Regisseur Demis Volpi gibt der Handlung erst eine frühbürgerliche bis bürgerliche Richtung, indem er den Hof auch als Forscherstube Fetontes in Pullunder-Outfit, zeigt, der davon besessen ist, zur Sonne zu fliegen und sich dafür ein Fluggerät konstruiert. Die Stiefschwester ist dabei eher ein Hausweibchen, in blauem Kleid und Pumps,die sich gern in den ausladenden Lederfeauteuills niederläßt. Zum Forscher-Schreibtisch kommt bald noch eine gutbestückte Bar reingefahren, vor der sich Orcane und Epafo gütlich tun. Am Anfang war die Meergöttin Teti wie eine Riesin aus den Wellen in blauem Monsterkleid heraufgefahren mit Algen-Kopfscmuck und einem Segelschiff gekrönt (die Szene erinnert an Achim Freiers Erweckung der Brünnhilde im Mannheimer Ring). Die Regie spielt sich dann wie eine langsame Konstruktion bis zum ‘Ablug’ Fetontes, der einer Sonne an der ganz hinteren Bühne entgegensschreitet, und der anschließenden Dekonstruktion des Bühnenbilds (auch Kostüme: Katharina Schlipf) ab. Wie auf Meereswellen fährt Orcane in dem Feauteuill und rudert mit dem Ständer der Stehlampe und bekämpft damit Epafo, dem ein Baseballschläger als Waffe dient.
 
Jommellis Arien haben wirklich viel zu bieten. so Koloraturen vom feinsten, die musikalische Qualität insgesamt erscheint hoch. An der großen Arie der Teti,Mutter von Alkmene, hat sich Mozart für seine Königin der Nacht inspiriert.

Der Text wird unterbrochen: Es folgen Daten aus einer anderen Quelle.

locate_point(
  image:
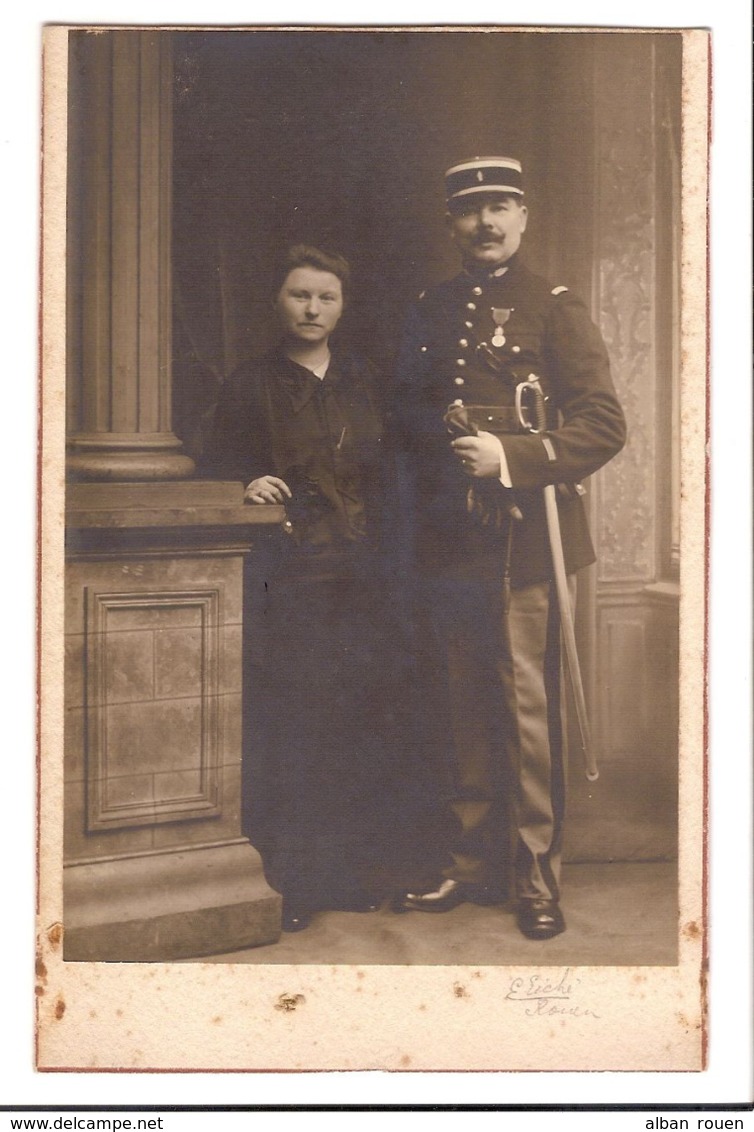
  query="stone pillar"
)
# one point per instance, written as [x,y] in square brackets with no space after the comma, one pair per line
[119,325]
[156,866]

Felice Venanzoni dirigiert mit großer Emphase die Philharmoniker Heidelbergs, indem diese Jommellis ausgepichte Instrumentation in bestem Licht und bunten Farben erklingen lassen.Venanzoni atmet mit den SängerInnen,so daß auch zumeist eine fabelhafte Kongruenz zwischen Bühne und Graben erreicht wird. Philipp Mathmann tritt oft als stumme Figur als zerzauster Barockmensch auf. Zu Beginn singt er kurz das Orakel des Proteo mit seinem Countertenor. Besser zur Geltung kommt er später als Il Sole und läßt dabei seine tragende Stimme unter Hall aus dem Off ertönen. Der Epafo wird von Artem Krutkoin gelbem Outfit und mit einem köstlichem,sehr eigenwilligen Counter kreiert. Den Orcane singt in Anzug und Krawatte Namwon Huh mit seinem flexiblen schönstimmig leichten Tenor, an sich koloraturfähig,aber bei dieser Jommellli-Oper mit ganz aufgedreht wirkenden Arien doch an eine Grenze stoßend. Auch verliert die Höhe an Leichtigkeit. Elisabeth Auerbach läßt als Libia einen angenehm netten und koloraturfähigen Mezzo vernehmen. Climene ist Jeanine De Bique und wirkt als einzige Schwarze (unter eigentlich dunkelhäutigen ‘Kollegen’) in ganz eigener Art und Weise, sehr sicher und abgeklärt. Ihr steht ein angenehm timbriert seidiger Sopran zur Verfügung. Rinnat Morriah,die sich in dieser Spielzeit in Heidelberg bestens einführte, kommt mit zwei großen Arien zum Zug. Zuerst als Meergöttin Teti, in der sie letzte Gefühlsverästelungen ganz synchron mit der Orchesterbegleitung verschmelzen läßt, und in der Arie der Fortuna, die Fetonte überzeugen möchte, daß er ohne sie am Himmel verloren ist. In einem Goldkostümm und eben solchen Flügeln geriert sie sehr eindringlich und verströmt ausgeklügelt virtuose Kolladen, aber letzlich ohne Erfolg bei Fetonte. Die Titelfigur in Gestalt Antonio Givanninis sieht sich selbst als Sieger und wirkt auch mit seinem ausladenden gut  timbrierten und sensibel dosierten Countertenor ganz überzeugend, der Rolle wie angemessen.